# Sub. needs work 15+ years snowplowing Naperville area



## naperman (Oct 15, 2010)

I'm looking for work with good company in naperville area or surrounding town call 1 630 263-1063 todd plowed for15+ years.


----------



## chitown sparky (Sep 24, 2009)

might want to try KCG management think they are looking for plowers in that area


----------



## naperman (Oct 15, 2010)

KCG a good company to work for? pay on time?


----------



## chitown sparky (Sep 24, 2009)

I am going to work for them this year and so is a couple others from here you can look up there web site KCG MGT LLC


----------



## Dlongerman (Nov 6, 2008)

yes good company pay every 2 weeks, certified pay rolls through the government because they have schools. use the "SEARCH" tool and u can gather lots of information very quickly.


----------



## AEI (Nov 1, 2009)

Only thing I could dig up on the search feature was this cluster of a thread...kcg only has 3 posts. Maybe another user name?
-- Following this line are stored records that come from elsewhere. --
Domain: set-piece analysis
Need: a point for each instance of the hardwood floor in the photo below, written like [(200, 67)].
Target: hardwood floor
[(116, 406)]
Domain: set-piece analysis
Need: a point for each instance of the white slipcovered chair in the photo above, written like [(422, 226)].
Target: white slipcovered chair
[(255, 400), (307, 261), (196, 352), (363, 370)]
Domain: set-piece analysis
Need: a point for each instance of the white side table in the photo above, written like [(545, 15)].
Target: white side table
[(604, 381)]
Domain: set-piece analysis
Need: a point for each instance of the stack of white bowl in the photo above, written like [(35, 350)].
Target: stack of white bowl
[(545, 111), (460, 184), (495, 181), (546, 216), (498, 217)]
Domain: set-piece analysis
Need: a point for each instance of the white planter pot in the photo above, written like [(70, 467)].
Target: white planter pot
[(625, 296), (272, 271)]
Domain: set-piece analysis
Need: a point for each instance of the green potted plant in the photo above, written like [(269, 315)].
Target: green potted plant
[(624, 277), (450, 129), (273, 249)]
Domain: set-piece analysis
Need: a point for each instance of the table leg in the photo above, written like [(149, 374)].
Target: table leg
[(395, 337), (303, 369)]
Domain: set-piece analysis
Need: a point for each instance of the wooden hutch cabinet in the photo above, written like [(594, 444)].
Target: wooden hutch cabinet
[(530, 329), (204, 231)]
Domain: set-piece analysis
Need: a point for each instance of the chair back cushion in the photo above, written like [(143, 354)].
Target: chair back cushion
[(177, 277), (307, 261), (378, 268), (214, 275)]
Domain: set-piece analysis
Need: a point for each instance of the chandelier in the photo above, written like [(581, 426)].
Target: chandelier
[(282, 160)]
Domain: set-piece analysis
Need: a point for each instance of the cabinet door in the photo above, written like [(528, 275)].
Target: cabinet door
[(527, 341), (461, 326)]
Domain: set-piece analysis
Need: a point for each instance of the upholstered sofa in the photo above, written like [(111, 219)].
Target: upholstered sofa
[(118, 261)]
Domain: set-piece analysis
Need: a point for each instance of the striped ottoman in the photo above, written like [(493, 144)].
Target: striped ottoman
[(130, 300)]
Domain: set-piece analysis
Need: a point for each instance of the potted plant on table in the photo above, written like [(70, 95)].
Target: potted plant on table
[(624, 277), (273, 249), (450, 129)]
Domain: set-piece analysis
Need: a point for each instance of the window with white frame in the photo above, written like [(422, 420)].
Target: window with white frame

http://www.plowsite.com/showthread.php?t=104892

not sure if it helps or now lol.


----------



## naperman (Oct 15, 2010)

*Thanks*

Thanks guys i also worked for mike lorenzo last year i plowed five lots payed me what he owed me but also had to chase checks last one bounced he would not return calls or answer phone but i didnt give up found addresses online and started looking for him finally got check just sucks when you work and do a good job and have to chase your money down! I'm gonna work for Mark at KCG Management this year hope all goes well !!!ussmileyflag


----------



## Dodge Plow Pwr (Dec 7, 2007)

We are working for mark @ KCG as well this year. Let it snow brother......:waving:


----------